Physical Therapy and Rehabilitation
Chronic pain may leave you wanting to curl up in bed with a heating pad and a bottle of medication to help ease your aches. Although doing exercise may sound like sheer torture, it may actually be one of the best pain management options for your chronic pain.
Physical Therapy for Pain Management
Physical therapy is used to alleviate sources of chronic pain, including:
- Osteoarthritis
- Fibromyalgia
- Chronic headaches
- Rheumatoid arthritis
- Neuropathic pain (pain caused by injury to tissues or nerves)
One of the goals of physical therapy, says Watson, is “to help chronic pain patients become stronger, because they’re usually weak from not moving.”
As a chronic pain treatment, physical therapy can teach people how to move safely and functionally in ways that they haven’t been able to for quite a while, Watson adds.

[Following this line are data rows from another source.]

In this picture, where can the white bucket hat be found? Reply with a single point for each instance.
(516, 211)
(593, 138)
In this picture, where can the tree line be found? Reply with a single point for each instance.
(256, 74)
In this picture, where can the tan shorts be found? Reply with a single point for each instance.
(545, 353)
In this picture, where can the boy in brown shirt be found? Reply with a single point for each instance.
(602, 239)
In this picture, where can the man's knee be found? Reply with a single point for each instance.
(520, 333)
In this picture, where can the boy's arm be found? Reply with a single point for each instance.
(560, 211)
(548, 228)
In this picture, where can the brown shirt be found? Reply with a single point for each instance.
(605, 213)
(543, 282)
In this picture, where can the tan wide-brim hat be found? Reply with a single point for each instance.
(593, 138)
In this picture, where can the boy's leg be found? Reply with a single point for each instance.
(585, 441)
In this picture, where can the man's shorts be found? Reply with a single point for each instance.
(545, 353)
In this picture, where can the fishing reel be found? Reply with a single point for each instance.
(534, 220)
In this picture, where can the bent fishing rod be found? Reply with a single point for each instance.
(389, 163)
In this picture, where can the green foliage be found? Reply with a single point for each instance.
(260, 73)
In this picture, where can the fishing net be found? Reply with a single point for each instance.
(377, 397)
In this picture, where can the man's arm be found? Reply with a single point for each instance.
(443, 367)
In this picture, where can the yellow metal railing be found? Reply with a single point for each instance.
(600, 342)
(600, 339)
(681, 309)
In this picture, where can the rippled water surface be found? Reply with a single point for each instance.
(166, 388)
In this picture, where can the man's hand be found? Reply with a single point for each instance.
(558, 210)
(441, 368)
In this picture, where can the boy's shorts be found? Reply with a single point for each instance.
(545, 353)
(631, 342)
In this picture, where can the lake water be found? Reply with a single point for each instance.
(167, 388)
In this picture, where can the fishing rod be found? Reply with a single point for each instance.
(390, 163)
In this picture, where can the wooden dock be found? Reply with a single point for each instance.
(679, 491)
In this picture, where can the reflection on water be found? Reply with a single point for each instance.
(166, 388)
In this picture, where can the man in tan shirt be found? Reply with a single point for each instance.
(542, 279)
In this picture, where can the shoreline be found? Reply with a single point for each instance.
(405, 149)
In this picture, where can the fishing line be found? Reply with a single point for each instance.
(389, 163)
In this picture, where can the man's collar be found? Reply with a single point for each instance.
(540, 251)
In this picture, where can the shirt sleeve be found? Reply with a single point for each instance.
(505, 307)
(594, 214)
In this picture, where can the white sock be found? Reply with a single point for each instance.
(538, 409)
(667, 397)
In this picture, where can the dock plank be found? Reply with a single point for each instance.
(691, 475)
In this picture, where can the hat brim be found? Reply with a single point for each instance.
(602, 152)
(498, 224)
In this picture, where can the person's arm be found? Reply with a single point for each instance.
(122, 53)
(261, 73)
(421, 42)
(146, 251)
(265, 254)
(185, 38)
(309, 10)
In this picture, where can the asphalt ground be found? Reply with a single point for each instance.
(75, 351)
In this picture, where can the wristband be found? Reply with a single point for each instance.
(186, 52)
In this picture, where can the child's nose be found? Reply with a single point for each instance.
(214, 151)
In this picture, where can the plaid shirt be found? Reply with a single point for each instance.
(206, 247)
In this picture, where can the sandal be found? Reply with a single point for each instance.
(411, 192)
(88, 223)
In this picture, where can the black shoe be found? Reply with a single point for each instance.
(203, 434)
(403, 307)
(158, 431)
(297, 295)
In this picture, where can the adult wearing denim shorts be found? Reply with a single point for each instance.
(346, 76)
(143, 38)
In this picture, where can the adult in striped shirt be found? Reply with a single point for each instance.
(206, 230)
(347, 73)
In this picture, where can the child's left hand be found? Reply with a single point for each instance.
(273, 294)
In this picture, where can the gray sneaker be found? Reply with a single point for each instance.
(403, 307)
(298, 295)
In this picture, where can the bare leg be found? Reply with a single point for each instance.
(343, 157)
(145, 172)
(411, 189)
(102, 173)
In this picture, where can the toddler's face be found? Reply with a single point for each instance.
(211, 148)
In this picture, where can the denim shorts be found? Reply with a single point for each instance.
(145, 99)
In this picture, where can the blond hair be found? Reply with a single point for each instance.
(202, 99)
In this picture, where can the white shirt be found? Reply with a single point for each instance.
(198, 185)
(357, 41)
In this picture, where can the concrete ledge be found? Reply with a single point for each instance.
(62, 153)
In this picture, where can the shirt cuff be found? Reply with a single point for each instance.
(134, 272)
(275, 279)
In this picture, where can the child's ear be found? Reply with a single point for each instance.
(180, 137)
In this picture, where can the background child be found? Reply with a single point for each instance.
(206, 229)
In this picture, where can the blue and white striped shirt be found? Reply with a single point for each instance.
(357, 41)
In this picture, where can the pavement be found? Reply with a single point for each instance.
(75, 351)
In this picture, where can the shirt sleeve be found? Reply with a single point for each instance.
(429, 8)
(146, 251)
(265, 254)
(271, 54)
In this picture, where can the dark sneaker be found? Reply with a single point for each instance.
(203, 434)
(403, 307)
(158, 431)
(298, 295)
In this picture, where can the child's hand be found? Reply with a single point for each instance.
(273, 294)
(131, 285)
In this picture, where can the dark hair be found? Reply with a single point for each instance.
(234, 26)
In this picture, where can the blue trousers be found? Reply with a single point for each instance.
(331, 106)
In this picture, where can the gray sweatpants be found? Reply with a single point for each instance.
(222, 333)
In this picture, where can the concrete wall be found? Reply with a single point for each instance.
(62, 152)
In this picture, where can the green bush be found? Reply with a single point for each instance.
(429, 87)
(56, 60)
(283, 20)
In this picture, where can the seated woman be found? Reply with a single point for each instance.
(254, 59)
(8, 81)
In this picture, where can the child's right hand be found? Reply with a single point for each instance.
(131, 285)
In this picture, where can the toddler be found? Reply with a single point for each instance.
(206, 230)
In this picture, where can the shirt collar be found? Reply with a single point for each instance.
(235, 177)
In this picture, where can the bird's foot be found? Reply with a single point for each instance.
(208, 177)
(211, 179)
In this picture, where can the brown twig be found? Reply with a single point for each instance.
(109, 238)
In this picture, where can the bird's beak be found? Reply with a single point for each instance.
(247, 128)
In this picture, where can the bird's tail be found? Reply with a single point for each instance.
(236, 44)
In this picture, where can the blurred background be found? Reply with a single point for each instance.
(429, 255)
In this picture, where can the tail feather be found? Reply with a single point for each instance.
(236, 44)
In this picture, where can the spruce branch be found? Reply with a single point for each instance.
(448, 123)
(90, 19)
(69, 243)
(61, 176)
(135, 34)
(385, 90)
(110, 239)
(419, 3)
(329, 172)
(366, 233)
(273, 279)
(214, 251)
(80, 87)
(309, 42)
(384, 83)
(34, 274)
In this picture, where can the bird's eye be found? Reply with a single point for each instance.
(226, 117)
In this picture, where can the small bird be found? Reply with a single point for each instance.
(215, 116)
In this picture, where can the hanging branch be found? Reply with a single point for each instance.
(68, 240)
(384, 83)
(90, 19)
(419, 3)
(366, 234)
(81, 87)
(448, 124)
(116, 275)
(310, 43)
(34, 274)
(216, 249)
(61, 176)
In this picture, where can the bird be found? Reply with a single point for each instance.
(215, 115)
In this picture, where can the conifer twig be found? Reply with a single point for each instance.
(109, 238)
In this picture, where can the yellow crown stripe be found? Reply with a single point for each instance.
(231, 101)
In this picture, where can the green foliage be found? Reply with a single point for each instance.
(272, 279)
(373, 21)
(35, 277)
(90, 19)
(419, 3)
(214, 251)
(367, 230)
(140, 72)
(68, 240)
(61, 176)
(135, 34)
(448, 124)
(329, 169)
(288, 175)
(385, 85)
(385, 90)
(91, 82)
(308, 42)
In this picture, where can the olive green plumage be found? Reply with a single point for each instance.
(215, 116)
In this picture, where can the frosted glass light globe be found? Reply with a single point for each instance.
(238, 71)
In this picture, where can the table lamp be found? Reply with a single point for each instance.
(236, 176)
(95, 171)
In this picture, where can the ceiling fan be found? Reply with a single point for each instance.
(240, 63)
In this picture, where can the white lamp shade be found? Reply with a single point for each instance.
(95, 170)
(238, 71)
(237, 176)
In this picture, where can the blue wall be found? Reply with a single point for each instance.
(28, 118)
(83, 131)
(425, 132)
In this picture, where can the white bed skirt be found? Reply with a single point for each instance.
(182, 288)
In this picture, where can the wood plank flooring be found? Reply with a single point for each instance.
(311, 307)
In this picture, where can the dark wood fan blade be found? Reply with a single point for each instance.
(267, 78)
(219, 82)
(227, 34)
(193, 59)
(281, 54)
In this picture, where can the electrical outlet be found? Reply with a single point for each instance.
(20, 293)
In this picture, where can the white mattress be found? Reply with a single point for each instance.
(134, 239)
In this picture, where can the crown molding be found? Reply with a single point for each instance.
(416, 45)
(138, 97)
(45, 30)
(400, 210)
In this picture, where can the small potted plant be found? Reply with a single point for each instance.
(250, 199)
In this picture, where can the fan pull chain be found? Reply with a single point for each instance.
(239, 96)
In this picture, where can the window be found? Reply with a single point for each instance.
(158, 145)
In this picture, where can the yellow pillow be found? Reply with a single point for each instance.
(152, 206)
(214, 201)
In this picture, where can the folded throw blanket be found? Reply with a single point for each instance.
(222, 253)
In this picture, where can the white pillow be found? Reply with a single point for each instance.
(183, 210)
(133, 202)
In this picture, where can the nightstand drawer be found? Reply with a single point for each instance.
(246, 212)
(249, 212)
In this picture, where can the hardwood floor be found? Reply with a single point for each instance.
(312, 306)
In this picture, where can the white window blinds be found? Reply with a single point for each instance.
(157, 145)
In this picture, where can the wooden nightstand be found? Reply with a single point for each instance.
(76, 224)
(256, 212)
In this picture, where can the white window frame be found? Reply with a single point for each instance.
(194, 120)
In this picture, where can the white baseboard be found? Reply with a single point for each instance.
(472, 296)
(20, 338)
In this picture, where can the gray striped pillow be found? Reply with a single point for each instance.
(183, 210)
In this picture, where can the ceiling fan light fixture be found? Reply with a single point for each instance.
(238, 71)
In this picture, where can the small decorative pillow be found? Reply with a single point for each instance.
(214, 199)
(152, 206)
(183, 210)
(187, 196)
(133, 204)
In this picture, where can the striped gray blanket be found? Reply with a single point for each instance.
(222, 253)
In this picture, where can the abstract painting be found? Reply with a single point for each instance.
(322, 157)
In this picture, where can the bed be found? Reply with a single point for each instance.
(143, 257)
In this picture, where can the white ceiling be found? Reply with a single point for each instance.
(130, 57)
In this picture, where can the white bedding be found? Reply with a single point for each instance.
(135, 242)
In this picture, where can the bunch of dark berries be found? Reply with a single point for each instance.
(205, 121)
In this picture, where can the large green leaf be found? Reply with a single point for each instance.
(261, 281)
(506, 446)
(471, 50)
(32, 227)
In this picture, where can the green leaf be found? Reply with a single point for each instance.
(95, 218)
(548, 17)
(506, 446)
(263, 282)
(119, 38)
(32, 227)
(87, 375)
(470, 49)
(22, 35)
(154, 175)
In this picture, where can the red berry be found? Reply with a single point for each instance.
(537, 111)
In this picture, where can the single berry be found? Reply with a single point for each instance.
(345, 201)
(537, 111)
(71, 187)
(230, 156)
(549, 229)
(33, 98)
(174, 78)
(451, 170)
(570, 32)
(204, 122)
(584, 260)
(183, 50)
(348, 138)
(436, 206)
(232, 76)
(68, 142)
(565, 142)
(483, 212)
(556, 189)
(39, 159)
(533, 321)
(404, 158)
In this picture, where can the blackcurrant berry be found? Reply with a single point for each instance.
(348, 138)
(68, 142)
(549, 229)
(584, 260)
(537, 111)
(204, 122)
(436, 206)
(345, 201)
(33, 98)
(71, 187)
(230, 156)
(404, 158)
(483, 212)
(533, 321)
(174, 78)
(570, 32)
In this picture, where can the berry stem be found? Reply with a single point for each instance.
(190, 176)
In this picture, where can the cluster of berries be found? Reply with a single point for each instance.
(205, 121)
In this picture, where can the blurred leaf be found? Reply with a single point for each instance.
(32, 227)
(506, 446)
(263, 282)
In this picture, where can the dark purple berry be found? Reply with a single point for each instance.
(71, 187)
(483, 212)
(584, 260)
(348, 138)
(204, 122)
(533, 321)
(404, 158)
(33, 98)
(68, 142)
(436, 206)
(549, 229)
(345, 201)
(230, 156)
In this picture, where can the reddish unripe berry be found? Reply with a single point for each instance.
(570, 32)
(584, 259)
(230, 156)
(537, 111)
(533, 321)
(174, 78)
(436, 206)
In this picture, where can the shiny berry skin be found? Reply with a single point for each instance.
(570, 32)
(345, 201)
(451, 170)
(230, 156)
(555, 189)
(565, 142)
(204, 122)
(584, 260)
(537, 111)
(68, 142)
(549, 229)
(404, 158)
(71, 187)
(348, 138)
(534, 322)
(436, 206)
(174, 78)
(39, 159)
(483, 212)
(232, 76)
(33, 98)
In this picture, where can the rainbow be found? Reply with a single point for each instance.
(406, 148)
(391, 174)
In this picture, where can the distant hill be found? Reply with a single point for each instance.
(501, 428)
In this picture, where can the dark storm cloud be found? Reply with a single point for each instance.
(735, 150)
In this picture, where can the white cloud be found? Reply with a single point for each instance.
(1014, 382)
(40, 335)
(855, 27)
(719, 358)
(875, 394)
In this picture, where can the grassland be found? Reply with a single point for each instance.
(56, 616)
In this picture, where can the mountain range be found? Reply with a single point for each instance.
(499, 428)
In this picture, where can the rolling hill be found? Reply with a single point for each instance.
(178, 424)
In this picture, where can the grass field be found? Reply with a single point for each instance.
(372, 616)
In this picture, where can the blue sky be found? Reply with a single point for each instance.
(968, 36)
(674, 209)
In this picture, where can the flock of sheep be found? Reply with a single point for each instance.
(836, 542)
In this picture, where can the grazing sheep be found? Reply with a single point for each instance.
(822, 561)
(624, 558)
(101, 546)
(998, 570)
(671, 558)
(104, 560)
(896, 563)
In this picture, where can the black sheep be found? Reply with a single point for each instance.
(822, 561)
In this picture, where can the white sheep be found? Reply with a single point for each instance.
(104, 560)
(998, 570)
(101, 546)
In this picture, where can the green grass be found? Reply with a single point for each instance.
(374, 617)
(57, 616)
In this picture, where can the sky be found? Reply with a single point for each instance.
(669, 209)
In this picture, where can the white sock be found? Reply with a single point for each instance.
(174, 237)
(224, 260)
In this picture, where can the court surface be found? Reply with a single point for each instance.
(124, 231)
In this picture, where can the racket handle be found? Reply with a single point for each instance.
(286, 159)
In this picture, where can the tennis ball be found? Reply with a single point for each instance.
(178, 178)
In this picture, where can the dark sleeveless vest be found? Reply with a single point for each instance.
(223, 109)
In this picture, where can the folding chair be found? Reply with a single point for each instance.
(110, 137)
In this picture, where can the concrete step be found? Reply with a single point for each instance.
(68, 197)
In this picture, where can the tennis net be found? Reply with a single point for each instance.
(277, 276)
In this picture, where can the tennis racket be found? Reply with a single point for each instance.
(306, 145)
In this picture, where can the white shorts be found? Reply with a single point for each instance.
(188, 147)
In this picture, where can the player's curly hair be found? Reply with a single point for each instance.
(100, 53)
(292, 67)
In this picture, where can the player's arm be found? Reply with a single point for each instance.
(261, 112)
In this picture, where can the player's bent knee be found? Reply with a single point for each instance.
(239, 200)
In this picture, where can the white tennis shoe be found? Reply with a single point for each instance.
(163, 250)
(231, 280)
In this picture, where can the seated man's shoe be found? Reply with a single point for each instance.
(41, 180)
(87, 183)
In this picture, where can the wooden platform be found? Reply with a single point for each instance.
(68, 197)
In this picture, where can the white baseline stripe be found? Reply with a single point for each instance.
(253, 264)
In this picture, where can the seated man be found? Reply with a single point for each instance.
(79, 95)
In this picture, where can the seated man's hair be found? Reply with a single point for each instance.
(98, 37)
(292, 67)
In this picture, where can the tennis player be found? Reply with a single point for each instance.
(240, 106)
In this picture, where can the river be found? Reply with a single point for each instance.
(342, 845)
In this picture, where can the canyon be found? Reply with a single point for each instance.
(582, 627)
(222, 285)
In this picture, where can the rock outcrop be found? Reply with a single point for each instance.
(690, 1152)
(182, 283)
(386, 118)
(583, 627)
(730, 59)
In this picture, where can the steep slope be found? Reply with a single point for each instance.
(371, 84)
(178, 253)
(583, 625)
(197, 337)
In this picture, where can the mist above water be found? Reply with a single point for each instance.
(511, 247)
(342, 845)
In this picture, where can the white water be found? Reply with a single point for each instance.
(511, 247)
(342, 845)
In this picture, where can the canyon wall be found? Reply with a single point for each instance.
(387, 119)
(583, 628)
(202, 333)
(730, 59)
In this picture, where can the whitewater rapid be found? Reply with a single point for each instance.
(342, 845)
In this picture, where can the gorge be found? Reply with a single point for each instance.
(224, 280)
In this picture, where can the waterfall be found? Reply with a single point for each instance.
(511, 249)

Physical Therapy: Chronic Pain Treatment Options
Physical therapy involves a number of different types of pain management methods, says Watson, including:
- Massage
- Manipulation of joints and bones
- Manual therapy using hands or tools on soft tissue
- Cold laser therapy to alleviate inflammation and pain and release endorphins
- Microcurrent stimulation, which emits alpha waves into the brain and increases serotonin and dopamine to alleviate pain naturally
- Movement therapy and exercise
Within each of these categories, there’s much that a physical therapist has to offer as far as variety of treatments. Exercise may involve walking on a treadmill or swimming in a pool, depending on the person’s pain and physical abilities.
A physical therapist works with each patient to understand his or her particular pain — what causes it and what can be done to manage it. This is the kind of attention that a regular doctor doesn’t often have the time to give, but a physical therapist can ask questions and talk about pain issues as you are going through your exercise routine.
How Physical Therapy Helps Chronic Pain
Exercising for just 30 minutes a day on at least three or four days a week will help you with chronic pain management by increasing:
- Strength in the muscles
- Endurance
- Stability in the joints
- Flexibility in the muscles and joints
Keeping a consistent exercise routine will also help control chronic pain. Regular therapeutic exercise will help you maintain the ability to move and function physically, rather than becoming disabled by your chronic pain.
Physical therapy tackles the physical side of the inflammation, stiffness, and soreness with exercise, manipulation, and massage, but it also works to help the body heal itself by encouraging the production of the body’s natural pain-relieving chemicals. This two-pronged approach is what helps make physical therapy so effective as a chronic pain treatment.